初戦の2対2で勝ち、ハイタッチする日本の「ポノススポーツ」のみかん坊や選手(左)と天GOD選手=千葉市美浜区の幕張メッセで2018年12月1日、兵頭和行撮影

 セット2はチームの元気印、ライキジョーンズ選手が1対1で圧倒的な強さを誇るRoyal(ロイヤル)選手に0-2と敗れ、五分に戻された。

 セット3は先鋒(せんぽう)に昨年の「日本一決定戦」で優勝したフチ選手が登場したが敗北。そこから、中堅のライキジョーンズ選手が2連勝と巻き返し王手をかけたが、ロイヤル選手へのリベンジはならなかった。運命の大将戦は、みかん坊や選手がエース対決を制し、準決勝に駒を進めた。

 準決勝の相手は、組み合わせを決める総当たり戦で第1シードを獲得したヴィヴォキード。

 セット1はみかん坊や選手・天GOD(ゴッド)選手が1-2と痛恨の負けを喫した。

 背水のセット2は、高校生プレーヤーのROLAPORON(ロラポロン)選手がエースのJavi14(ハーヴィフォーティーン)選手に0-2と及ばず、ポノスの敗退が決まった。

 試合後、ロラポロン選手は「相手が強くて穴が見つからなかった。会場のほとんどの人たちが応援してくれたので、結果を出して恩返しをしたかったが悔しい」と沈痛な面持ち。フチ選手は「デッキのはやりは世界共通。個人のスキルに差があり、力負けしてしまった」と実力差を認めた。ホームでの大会開催について、みかん坊や選手は「自分たちが勝った時に大歓声が上がり、日本で世界大会が行われていることを実感した」と語った。

勝因はチーム一丸

 第2シードのノヴァイースポーツは準決勝で、欧州代表のスペイン「Team Queso」(チームケィソ)を降したアジア代表の韓国「KING-ZONE DragonX」(キングゾーンドラゴンエックス)を2-1で退け決勝に進出した。

 決勝はヴィヴォキードが2対2の第1セットを先取したが、ノヴァイースポーツが第2、3、4セットを連取し、逆転で優勝を飾った。選手たちは抱き合って喜びを表し、チーム全員でトロフィーを掲げた。

 ノヴァイースポーツは世界を席巻するモバイルeスポーツの名門。国内はもちろん、世界中からトッププレーヤーが集まるエリート集団が面目躍如の活躍を見せた。エースのAuk(エーユーケー)選手は試合後のインタビューで「勝因はチーム一丸となっていること。個人個人も強い。監督の指導や練習試合で取り組んできたことも功を奏した。そして、中国のファンの応援のおかげだ」と笑顔を見せた。

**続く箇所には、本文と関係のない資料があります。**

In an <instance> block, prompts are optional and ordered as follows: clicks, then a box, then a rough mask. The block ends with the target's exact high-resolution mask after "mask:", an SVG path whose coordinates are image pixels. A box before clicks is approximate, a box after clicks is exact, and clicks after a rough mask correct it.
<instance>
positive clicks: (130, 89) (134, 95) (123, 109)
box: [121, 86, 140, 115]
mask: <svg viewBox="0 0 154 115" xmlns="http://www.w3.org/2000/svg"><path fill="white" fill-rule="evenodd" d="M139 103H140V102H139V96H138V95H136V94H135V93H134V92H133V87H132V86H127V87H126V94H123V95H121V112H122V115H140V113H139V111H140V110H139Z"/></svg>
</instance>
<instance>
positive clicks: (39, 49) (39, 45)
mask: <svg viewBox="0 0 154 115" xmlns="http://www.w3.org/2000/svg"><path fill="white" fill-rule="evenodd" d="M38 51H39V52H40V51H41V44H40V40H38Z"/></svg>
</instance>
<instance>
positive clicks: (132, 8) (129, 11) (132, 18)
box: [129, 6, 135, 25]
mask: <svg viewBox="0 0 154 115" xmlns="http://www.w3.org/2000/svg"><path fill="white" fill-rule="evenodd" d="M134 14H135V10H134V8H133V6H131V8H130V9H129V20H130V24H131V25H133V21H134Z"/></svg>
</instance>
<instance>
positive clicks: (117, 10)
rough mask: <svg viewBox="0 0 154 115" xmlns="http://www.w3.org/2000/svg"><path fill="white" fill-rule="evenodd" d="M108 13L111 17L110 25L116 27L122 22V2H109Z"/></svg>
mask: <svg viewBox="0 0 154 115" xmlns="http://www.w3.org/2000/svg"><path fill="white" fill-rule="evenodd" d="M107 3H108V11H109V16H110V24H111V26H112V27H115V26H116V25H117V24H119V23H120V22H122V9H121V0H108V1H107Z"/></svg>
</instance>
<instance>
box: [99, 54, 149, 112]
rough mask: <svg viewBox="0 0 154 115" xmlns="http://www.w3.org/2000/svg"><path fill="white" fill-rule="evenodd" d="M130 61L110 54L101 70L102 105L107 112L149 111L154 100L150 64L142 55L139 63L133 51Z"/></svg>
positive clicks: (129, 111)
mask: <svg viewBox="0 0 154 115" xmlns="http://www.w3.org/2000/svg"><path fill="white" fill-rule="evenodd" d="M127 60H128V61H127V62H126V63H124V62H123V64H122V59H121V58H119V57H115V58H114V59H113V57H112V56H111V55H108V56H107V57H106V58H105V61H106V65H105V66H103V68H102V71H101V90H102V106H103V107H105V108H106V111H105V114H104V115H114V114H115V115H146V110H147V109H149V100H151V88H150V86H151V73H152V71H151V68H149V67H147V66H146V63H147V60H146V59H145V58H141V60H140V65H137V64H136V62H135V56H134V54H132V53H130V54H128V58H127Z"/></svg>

 ヴィヴォキードは選手、監督、戦術コーチの3人が渡航ビザの問題で来日できなかったことを感じさせない活躍を見せたが、最後に力尽きた。

「この興奮はプロ野球観戦と同じ」

 世界一決定戦の観戦チケットは発売後、2時間で完売。ファン1000人が熱戦を見守った。

 埼玉県から見にきた大学3年生の男性(22)は「eスポーツを生で初めて観戦したが、あの大観衆の中で実力を発揮できるのがすごい。相手の手を読んで先に対処できないと勝てない。プロ選手は技術のレベルが違う」と驚いていた。

 千葉県の38歳女性(プレーヤー名「いきゅ」さん)と神奈川県の25歳男性(プレーヤー名「零りん」さん)は「去年のロンドンで開かれた世界一決定戦を動画で見て、これを日本でやるのは無理だと思っていたが、負けず劣らずですごい盛り上がりだった。特にポノスが勝った時はすごかった。この興奮はプロ野球などのスポーツ観戦とまったく同じだった」と熱っぽく語った。

 大会は8カ国から34のメディアが集まり、6言語で世界同時配信された。実況を担当した岸大河さんは「日本でもここまでできるんだと証明した。グローバルで展開するゲームタイトルの世界大会で、これだけのクオリティーを示したのは、日本の他のeスポーツ大会やプロ選手たちに刺激を与え、これからもっと良い大会が開かれるようになると思う」と振り返った。【兵頭和行、平野啓輔】

クラッシュ・ロワイヤル

 スマートフォンとタブレットで遊べる対戦型カードゲームで、世界中のプレーヤーとリアルタイムで対戦できる。ゲームはプレーヤー同士が自ら選択した8枚のカードを使って、制限時間内に相手のタワーを一つでも多く破壊した方に軍配が上がる。